Corporation said exports will fall this year due to climate effects rather than tariffs

Corbana, the National Banana Corporation of Costa Rica, has sought to reassure the country’s producers that exports will not be substantially impacted by Trump’s new tariff, as reported last week by researchers from the National University (Una).

Costa Rican bananas

On 8 May, the university’s International Centre for Economic Policy for Sustainable Development (Cinpe) presented a report stating that banana exports to the US could fall by 18 per cent due to the reciprocal tariff.

Corbana said it disagrees with this projection and considers it unlikely that banana exports will decline by such a large percentage due to this sole cause. It points out that the study assumes that Costa Rican bananas are easily substitutable by other exporting countries, but it should be noted that the largest suppliers of bananas to the US are also subject to the 10 per cent reciprocal tariff, as is the case with Ecuador.
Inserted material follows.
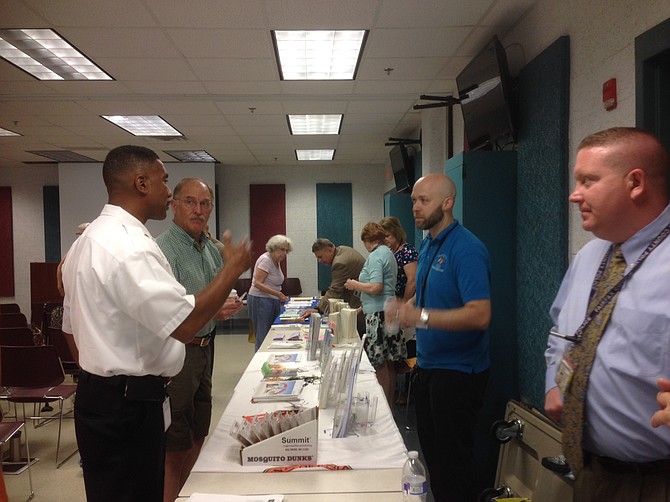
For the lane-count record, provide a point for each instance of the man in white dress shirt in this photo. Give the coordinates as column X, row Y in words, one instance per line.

Further, Corbana said that international organisations such as the Food and Agriculture Organisation of the United Nations (FAO) and the US Department of Agriculture (USDA) have determined that the price elasticity of demand for bananas is inelastic, meaning that price changes do not substantially alter the quantities consumed.

“This means that when the price increases, the quantity of bananas purchased or consumed does not decrease substantially,” Corbana said.

According to USDA figures, per capita banana consumption in the US reached 12.1kg in 2023, making it the most consumed fruit. Around 82 per cent of consumers had purchased bananas that year.

According to Corbana, the cost of the tariff applied since April 2025 is being borne by the importer.

“Bananas are the cheapest fruit in fresh produce departments, and this status will not change with the reciprocal tariff. Their price has not been adjusted for inflation in more than 20 years, as other fruits have been,” explained Corbana’s general manager Marcial Chaverri.